Position des parties devant la cour

Pour l’appelante, il s’agit à titre principal d’obtenir la condamnation de la caisse à des dommages et intérêts équivalents aux montants réclamés hors le deuxième trimestre 2008 et à titre subsidiaire les mêmes dommages et intérêts, évalués à 80 % des montants en cause.

La caisse demande le rejet de l’appel principal tout en formant un appel incident contre le premier jugement, qui a retenu une faute dans son chef.

L’arrêt de la cour du travail

Le premier point tranché par la cour est celui de la régularité de la contrainte, question pour laquelle elle rappelle les articles 46 et 47 de l’arrêté royal du 19 décembre 1967 portant règlement général en exécution de l’arrêté royal n° 38 du 27 juillet 1967 organisant le statut social des travailleurs indépendants.

Ces dispositions prévoient que l’assujetti qui conteste la contrainte est tenu de respecter certaines obligations, étant d’envoyer par voie recommandée à la poste un courrier, et ce dans les conditions énoncées à l’article 46 dans le mois de la signification ou de la notification du rappel que la caisse est elle-même tenue d’adresser par lettre recommandée, mentionnant les sommes sur lesquelles portera le recouvrement.

L’absence de lettre recommandée dans le chef de l’assurée est constatée. La cour admet dès lors la régularité de la contrainte.

Elle en vient à la question de la responsabilité de la caisse, retenant que l’appelante fait grief à celle-ci de ne pas s’être acquittée correctement de ses obligations d’information et de conseil.

La cour relève que, après la séparation, le formulaire adressé en 2007 a été correctement rempli, l’intéressée n’étant à ce moment pas encore divorcée mais seulement séparée de fait.

Quant aux formulaires adressés par la caisse d’allocations familiales, ils ne contenaient – et pour cause – aucune référence à l’article 37 de l’arrêté royal du 17 décembre 1967, vu que leur objet était tout à fait différent.
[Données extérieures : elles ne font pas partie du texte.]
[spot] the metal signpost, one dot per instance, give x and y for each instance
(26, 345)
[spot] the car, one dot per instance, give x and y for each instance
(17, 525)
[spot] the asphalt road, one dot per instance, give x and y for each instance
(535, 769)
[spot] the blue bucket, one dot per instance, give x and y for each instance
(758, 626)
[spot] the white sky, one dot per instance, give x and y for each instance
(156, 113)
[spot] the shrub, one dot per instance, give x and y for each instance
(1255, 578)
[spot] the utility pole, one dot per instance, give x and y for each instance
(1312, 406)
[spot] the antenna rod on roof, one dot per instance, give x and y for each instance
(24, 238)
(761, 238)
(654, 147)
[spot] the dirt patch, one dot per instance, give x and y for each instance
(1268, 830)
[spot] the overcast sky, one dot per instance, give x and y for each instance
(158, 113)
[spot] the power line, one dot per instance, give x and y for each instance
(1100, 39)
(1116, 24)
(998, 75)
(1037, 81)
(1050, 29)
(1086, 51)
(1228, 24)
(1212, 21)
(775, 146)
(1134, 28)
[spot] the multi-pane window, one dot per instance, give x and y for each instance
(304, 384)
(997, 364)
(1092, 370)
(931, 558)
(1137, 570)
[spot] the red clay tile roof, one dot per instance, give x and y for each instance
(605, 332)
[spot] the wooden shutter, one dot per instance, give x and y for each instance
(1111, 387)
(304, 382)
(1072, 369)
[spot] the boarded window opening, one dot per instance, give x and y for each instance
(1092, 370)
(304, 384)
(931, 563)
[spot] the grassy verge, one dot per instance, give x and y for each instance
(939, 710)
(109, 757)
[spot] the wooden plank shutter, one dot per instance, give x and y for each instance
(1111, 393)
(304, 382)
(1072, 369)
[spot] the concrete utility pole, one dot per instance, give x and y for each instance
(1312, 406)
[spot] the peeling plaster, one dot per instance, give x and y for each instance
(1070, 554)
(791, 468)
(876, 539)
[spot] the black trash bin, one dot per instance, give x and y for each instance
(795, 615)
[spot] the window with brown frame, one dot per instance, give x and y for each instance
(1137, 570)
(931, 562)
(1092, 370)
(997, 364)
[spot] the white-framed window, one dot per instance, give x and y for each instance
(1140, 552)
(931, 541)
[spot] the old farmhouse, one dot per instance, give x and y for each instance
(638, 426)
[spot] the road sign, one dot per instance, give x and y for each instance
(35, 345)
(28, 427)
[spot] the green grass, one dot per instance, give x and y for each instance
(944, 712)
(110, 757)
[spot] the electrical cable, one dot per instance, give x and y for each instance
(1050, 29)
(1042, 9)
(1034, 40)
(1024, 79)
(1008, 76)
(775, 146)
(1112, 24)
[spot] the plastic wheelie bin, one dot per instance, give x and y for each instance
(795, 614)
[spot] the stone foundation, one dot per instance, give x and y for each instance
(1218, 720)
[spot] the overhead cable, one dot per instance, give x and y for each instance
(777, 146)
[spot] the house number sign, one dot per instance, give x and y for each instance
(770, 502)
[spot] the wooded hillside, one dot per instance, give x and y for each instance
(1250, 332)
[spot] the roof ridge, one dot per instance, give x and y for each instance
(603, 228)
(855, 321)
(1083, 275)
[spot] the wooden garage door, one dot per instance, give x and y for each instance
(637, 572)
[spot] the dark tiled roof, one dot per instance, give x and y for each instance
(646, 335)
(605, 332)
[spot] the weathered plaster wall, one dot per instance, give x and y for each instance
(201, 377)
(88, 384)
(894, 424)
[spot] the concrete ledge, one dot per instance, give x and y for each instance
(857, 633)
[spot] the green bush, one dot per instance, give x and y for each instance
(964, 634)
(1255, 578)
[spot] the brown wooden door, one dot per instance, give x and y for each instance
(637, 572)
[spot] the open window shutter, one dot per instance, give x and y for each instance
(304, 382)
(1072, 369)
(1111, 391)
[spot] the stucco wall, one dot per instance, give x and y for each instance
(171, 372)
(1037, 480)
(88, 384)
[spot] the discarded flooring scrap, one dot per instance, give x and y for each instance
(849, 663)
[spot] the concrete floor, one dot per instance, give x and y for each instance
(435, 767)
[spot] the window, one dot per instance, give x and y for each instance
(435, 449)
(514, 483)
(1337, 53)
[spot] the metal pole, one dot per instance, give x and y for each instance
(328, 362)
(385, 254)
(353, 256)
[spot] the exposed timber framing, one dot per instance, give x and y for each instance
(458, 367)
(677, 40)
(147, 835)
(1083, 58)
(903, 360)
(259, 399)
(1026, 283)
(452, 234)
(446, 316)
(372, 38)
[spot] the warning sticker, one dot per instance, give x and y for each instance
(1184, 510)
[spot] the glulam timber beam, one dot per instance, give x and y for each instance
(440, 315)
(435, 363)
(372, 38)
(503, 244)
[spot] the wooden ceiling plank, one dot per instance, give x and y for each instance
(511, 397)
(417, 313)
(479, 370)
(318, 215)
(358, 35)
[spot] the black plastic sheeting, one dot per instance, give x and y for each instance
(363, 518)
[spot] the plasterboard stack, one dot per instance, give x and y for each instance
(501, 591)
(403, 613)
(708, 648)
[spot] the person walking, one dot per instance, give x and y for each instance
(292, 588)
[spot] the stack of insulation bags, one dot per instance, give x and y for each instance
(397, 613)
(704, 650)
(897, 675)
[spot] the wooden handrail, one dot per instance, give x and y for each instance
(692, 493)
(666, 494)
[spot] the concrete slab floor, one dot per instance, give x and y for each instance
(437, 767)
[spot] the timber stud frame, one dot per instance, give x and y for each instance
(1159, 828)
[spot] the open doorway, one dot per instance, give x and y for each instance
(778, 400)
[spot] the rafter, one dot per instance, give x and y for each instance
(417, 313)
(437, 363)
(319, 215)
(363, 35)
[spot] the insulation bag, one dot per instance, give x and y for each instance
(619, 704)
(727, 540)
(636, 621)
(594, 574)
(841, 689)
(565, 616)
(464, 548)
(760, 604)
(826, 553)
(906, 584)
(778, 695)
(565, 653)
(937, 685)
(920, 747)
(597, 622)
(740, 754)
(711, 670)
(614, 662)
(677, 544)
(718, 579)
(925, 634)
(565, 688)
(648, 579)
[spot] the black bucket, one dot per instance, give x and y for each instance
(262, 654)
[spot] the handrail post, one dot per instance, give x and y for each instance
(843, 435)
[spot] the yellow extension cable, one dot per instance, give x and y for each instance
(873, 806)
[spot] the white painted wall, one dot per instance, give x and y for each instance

L’intéressée reste en défaut d’apporter la preuve de l’information en temps voulu concernant le divorce intervenu en 2008 alors qu’elle a eu divers contacts avec sa caisse, et ce alors qu’elle avait été informée depuis le début de son affiliation de l’importance du statut d’épouse. La cour constate qu’à diverses reprises la question lui a été posée, alors que dans le secteur des allocations familiales elle a rempli correctement le formulaire lui permettant d’obtenir les suppléments d’allocations pour famille monoparentale.

L’appelante s’est engagée à informer la caisse de sa situation, ce qu’elle n’a pas fait, la cour rappelant encore l’article 7 de l’arrêté royal du 19 décembre 1967, selon lequel l’assuré est tenu de faire connaître à sa caisse dans les 15 jours tout changement dans les renseignements qui figurent à la déclaration d’affiliation, déclaration qui doit être faite sans attendre l’envoi de l’éventuel formulaire de contrôle annuel. L’information à la caisse d’allocations familiales ne suffisait dès lors pas.

La cour souligne encore que si les informations étaient disponibles via la Banque Carrefour ceci n’implique pas que la caisse ait eu l’obligation de procéder à une vérification systématique avant qu’elles ne lui aient été communiquées.

La cour conclut à l’absence de faute dans le chef de la caisse. En conséquence, elle déclare l’appel principal recevable mais non fondé, confirmant le second jugement du tribunal du travail et accueille l’appel de la caisse, réformant dès lors le premier jugement sur la question de la faute.